Tragically while I was on a business trip to Washington D.C. the baby died of SIDS (Sudden Infant Death Syndrome - for which there is no known cure or prevention). It was shocking in the extreme. I flew home on the next flight. My mother in law and my mother both flew out as soon as they could. It was an amazingly difficult time. While talking to the kids about what had happened and where the baby was now, etc. I felt that things would be ok, that somehow this was part of God's plan for us. It wasn't over though.
The next day the county (which had been involved all this time) came and took the other 3 girls away from us, telling us that it was a temporary measure they always did when this type of thing occurred. In my life it is customary for a family to pull together and find strength with one another as difficult things happen. Having the girls removed made it harder for us.

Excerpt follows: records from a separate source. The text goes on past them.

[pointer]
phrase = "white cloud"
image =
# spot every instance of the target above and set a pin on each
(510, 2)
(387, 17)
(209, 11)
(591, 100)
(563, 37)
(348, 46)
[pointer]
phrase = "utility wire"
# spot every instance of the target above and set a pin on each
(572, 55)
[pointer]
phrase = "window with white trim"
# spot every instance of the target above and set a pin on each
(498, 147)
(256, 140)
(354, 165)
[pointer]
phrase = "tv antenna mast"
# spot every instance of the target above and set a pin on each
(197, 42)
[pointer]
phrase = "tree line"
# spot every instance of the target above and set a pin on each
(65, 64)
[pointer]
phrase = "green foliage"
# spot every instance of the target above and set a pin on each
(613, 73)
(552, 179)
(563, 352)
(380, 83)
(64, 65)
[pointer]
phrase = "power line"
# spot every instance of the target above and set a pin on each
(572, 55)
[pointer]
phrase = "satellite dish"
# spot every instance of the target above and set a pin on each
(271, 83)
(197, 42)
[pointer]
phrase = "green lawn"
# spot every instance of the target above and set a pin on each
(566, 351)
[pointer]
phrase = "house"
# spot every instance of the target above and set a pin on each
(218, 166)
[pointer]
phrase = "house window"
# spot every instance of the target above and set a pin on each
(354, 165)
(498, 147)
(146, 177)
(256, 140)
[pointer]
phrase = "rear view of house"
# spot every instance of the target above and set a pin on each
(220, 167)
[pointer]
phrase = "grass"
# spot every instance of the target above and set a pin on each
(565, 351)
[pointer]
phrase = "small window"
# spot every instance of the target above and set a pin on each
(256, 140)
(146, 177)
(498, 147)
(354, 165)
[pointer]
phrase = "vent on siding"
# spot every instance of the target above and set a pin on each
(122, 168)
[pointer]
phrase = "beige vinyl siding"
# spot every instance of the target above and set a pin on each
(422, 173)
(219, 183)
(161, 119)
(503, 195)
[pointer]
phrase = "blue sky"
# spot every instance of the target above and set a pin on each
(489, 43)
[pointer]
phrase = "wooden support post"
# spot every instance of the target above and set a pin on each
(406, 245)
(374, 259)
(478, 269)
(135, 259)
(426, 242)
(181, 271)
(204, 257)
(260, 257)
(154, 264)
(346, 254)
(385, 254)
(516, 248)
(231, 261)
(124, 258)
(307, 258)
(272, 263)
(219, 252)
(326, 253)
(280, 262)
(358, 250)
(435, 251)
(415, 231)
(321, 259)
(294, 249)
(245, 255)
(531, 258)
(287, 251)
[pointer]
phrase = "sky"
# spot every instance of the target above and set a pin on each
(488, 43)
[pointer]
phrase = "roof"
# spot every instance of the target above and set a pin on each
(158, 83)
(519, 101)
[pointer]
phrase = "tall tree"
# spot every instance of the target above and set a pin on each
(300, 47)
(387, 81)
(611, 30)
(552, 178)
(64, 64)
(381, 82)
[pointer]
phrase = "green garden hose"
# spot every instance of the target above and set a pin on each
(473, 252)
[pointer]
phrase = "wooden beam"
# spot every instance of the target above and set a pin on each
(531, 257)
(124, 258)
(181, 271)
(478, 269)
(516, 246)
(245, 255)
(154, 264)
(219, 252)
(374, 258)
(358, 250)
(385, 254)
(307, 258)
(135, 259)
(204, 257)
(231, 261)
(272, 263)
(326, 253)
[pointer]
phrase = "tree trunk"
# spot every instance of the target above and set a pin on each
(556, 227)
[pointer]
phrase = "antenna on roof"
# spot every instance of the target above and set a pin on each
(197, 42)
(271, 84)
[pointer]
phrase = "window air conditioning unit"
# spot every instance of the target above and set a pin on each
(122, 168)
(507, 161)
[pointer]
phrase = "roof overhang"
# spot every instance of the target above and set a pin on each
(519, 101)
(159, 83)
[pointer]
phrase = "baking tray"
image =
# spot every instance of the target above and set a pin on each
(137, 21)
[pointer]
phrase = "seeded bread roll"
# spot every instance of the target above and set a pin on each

After they had been gone a week, I was finally able to get through to the social worker responsible for one of the girls. She curtly told me that the child was no longer under our care and that she would be adopted by another family and then hung up! I called back 3 times to receive tiny tidbits of information before she hung up on me again and again. We were overwhelmed to say the least.
It turns out that the county had determined that since the child had died in our care, they couldn't allow any other children to ever be placed in our home. They were seeking a revocation of our license. They had also published our names on the national child abuse index as being guilty of "severe medical neglect" so that not only could we not be foster parents but we could also never adopt again or even help out in our children's school classrooms.
We prayed a lot to try to understand what we should do. We ended up going to court to contest the removal of what we considered our children. I had strong feelings that things would turn out right and that the girls would return. I put my whole soul into doing what I felt was the right thing for me to do. In the end, after the longest court action this judge has apparently ever had, she ruled against us and for the county. This was devastating. A couple of weeks later, the child who we should have adopted had our social worker not been getting married, was adopted by another family. All of our rights with regard to the other two girls were terminated as well.
I write this not for sympathy or even hoping that some avenging angel will read it and stick it to the county folks, but to try to illustrate why I feel the way I do. Since this time, I've had a really hard time understanding the situation. I felt that God was telling us that we would get the girls back and now I can see that they can't possibly come back. I feel that the compass that I had to direct my way, my assurance that things would turn out in the end is gone. If the message from God had been, "The girls won't return, this is part of the plan." I would have accepted it but I feel that I received the opposite message and then as I followed it with all my faith, discovered that I had just stepped into empty air.
I don't have any faith in the future at this point. I don't know what will happen or have any faith that it will turn out for my good. I have felt feelings that I associated with God's communication to me throughout my life. I have to reexamine those feelings now I feel. I feel aimless, like it doesn't matter. My love of life has run dry it seems. There are things that I should do around the house (fix this light, install a phone jack in this room, help my wife with this or that) but I'm just completely without interest.
Has anyone had an experience that just knocked the air out of them like this one and if so, what do you do? If you read this far, you are a real trooper, thanks for listening.